もう、自分のことなど忘れてしまってると思って安心していたのに――。
「フィランディア姫、ここの生活にはなれましたか?」
「は、はいっ」
王を見るのは初めてだ。けれど彼女にも彼が王だとわかるほど、彼にはオーラ(威圧感)があった。
まぶしいほどの金色の髪はまるで王者の冠、鋭い瞳はエメラルドでなんでも見透かされてしまいそうでフィンは体を震わせた。

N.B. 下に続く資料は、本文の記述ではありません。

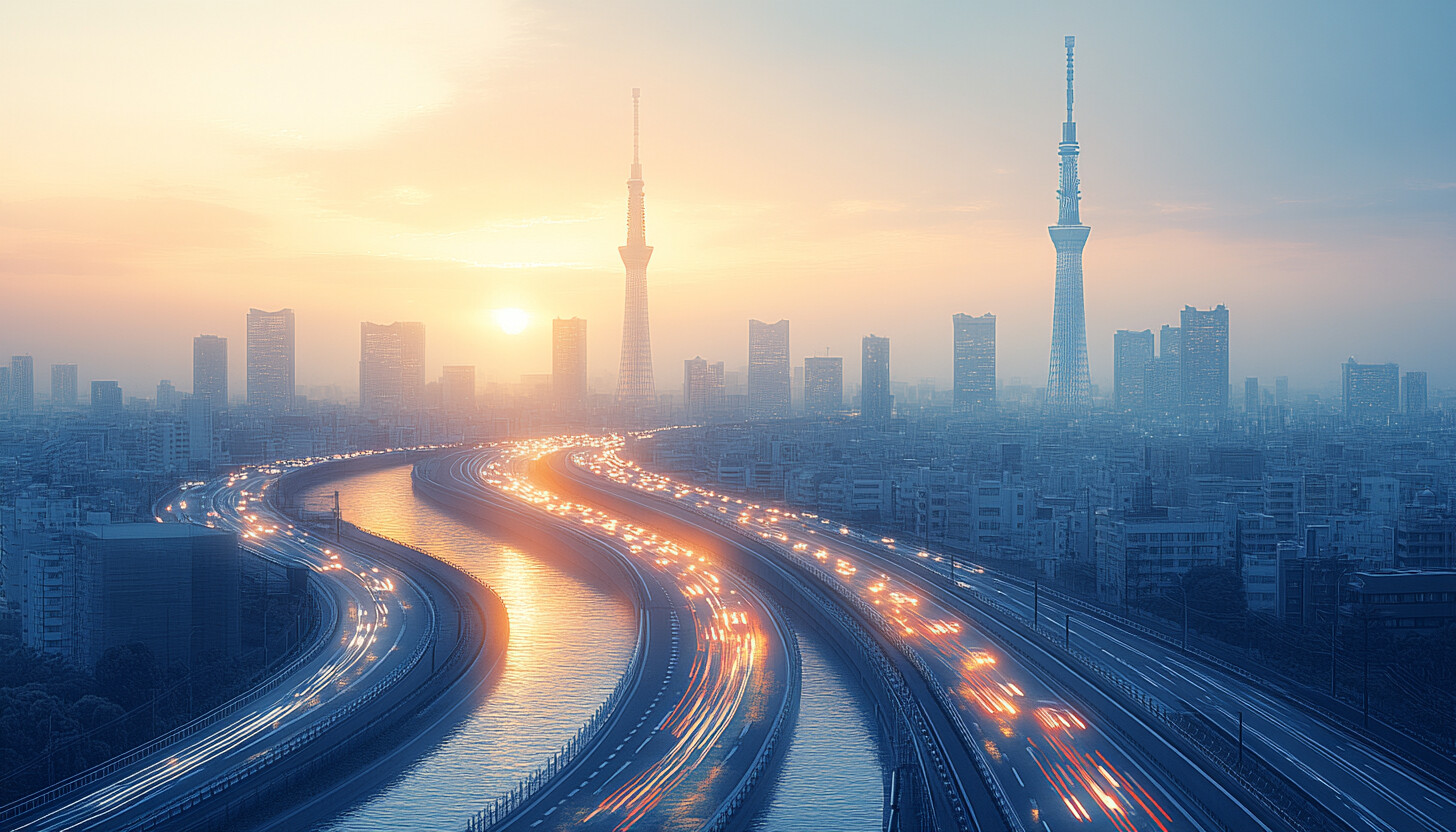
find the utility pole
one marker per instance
(1185, 619)
(1035, 602)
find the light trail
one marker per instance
(1066, 748)
(727, 619)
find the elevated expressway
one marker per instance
(708, 697)
(388, 624)
(1056, 751)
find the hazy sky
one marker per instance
(851, 166)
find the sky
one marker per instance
(852, 166)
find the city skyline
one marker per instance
(1169, 235)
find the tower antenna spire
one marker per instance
(1070, 41)
(637, 127)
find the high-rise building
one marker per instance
(702, 388)
(22, 383)
(635, 386)
(1069, 385)
(105, 398)
(768, 369)
(1132, 366)
(198, 417)
(823, 385)
(457, 388)
(568, 363)
(1206, 359)
(210, 370)
(1413, 392)
(1165, 376)
(875, 401)
(270, 359)
(392, 367)
(1370, 389)
(973, 367)
(63, 385)
(168, 397)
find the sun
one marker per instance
(511, 319)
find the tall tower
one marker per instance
(1069, 388)
(635, 373)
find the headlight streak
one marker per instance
(1079, 778)
(730, 637)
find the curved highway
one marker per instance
(379, 624)
(690, 730)
(1053, 762)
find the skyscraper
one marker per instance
(1069, 385)
(875, 401)
(635, 385)
(702, 388)
(1413, 392)
(270, 359)
(568, 363)
(457, 388)
(63, 385)
(1132, 366)
(392, 367)
(1206, 359)
(168, 397)
(1165, 376)
(973, 370)
(22, 383)
(768, 369)
(1370, 389)
(105, 398)
(210, 370)
(823, 385)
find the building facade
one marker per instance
(271, 359)
(974, 360)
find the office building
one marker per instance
(392, 367)
(823, 385)
(1069, 383)
(1164, 386)
(635, 383)
(702, 388)
(457, 388)
(973, 372)
(171, 586)
(768, 369)
(270, 359)
(1132, 365)
(63, 385)
(1204, 359)
(1370, 391)
(168, 397)
(875, 401)
(105, 398)
(1413, 392)
(568, 363)
(210, 370)
(22, 383)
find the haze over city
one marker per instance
(855, 168)
(514, 417)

「欲しいものはなんでも用意させよう。不自由はないか?」
「は――、あ」
「なんだ?」
少し、低い声で王にそう言われフィンは頭を下げ「な、何でも」と答えた。
「言いたいことは言え。隠し事をされるのは好きじゃない」
「い、いえっ、隠し事だなんてっ」
王に頼みたいことは別であったけれど、自分の秘密がバレてしまっては困る。
だから、ただひたすら静かに過ごそう。
そうすればきっといつか――。
「言え」
「――っ」
カツンとタイルを鳴らし王が一歩フィンに近づく。
そのオーラに押されてフィンは一歩下がった。
――怖い。
身体は素直で、フィンの体はガタガタと震える。
「私には言えないのか?」
「そ、そうではっ」
「ならば、言え」
「――っ、あ、あのっ」
背中を冷たいものが走る。
かみ合わない奥歯をぐっとかみしめて――。
「お、お庭を散歩させてくださいっ」
やっと、フィンは一つのお願いごとを王にした。